なぜにこういう役職というのか、存在が発生したのか、それを著者は絶対に秘密を守るもの、秘書として非人間的な存在を必要とした、という。

性の問題もある。確かに、自分の妻や愛人の世話をさせるのに、ふつうの男よりも去勢されている男のほうが安心には違いない。

ちなみに宦官的な存在は中国を筆頭に世界中に見られるが、日本には存在しなかった。

その理由は「同一血族の間では絶対に去勢は行わないという鉄則があり〜中略〜わが国は古代神話によって知られるように、大和朝廷を中心として、その中に出雲族や隼人族といった異種族が、おなじ系図、すなわち同一氏族として結合されている〜中略〜宦官が存在する要素がなかった」

わかったような、わからないような。とにかくは以下本書よりかいつまんでご紹介。

宦官はパオツという灰色の長い上着と、その上にクワツという暗紺色の短い上っ張りを着、黒地のズボンをはくといった地味な一色の服であった。それに宦官帽をかぶっている。歩くときは、いくぶん前屈みに小股でちょこちょこと歩くので、遠距離からでも一見でそれとわかるほど特徴的である。

中国人がすべてを天の啓示と考えて、婚姻においても杜佑の「通典」が「はじめに一人の男性(帝王)と四人の女性(后妃)とがあった」ということからスタートした〜中略〜戦前のことであるがある日本人が、中国人になぜ一夫一妻制をとらないなとたずねたところ、婚姻制は一セットの茶器と同じで、どこの世界に急須一個に茶碗一個の組み合わせがあるかと逆に反問されたという。

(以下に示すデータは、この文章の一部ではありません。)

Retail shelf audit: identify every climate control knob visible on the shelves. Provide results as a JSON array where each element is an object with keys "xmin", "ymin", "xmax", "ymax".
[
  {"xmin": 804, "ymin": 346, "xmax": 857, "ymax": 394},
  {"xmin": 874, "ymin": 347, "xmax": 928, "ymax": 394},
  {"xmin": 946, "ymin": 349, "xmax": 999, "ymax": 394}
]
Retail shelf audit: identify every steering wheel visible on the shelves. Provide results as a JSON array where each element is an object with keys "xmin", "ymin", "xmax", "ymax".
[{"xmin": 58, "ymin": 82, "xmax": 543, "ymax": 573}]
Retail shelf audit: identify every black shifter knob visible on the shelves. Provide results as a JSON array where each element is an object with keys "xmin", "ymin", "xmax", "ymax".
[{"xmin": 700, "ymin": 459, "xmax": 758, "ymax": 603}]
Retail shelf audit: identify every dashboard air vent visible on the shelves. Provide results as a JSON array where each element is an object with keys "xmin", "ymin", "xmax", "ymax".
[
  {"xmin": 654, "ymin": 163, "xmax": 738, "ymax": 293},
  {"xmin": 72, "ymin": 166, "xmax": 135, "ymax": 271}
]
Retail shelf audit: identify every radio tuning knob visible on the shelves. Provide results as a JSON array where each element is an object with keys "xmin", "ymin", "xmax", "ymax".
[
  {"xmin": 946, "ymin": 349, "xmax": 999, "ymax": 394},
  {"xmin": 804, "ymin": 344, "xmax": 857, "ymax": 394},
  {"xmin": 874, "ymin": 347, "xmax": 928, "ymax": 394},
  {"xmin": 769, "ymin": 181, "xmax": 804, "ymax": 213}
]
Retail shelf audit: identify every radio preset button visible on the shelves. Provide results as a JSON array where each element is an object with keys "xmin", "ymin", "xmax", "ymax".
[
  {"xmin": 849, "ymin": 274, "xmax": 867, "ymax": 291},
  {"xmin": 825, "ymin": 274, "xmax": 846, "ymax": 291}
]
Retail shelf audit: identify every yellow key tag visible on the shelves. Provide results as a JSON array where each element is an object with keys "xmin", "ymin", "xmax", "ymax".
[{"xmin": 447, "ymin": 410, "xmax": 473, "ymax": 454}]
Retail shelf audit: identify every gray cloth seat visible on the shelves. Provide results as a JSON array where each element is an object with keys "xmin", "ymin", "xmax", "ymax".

昼あんどんと呼ばれた宰相の瘻師徳が、息子の初任官にあたってその心構えをたずねたところ、息子は、他人が顔に青痰をはきかけたらだまってぬぐいとると答えた。老宰相は嘆息して「お前は見込みがない。ぬぐいとるということがそもそも反抗をしめすものだ。、わしなら自然にかわくまでじっとしておく」と諭したという話である。

以上。

かいつまんだような部分的な話はとてもおもしろく興味深い。ただ全体としてはだるい。しかしぼくとしてはこういう小話をできるかぎり多く頭の中に蓄積したい。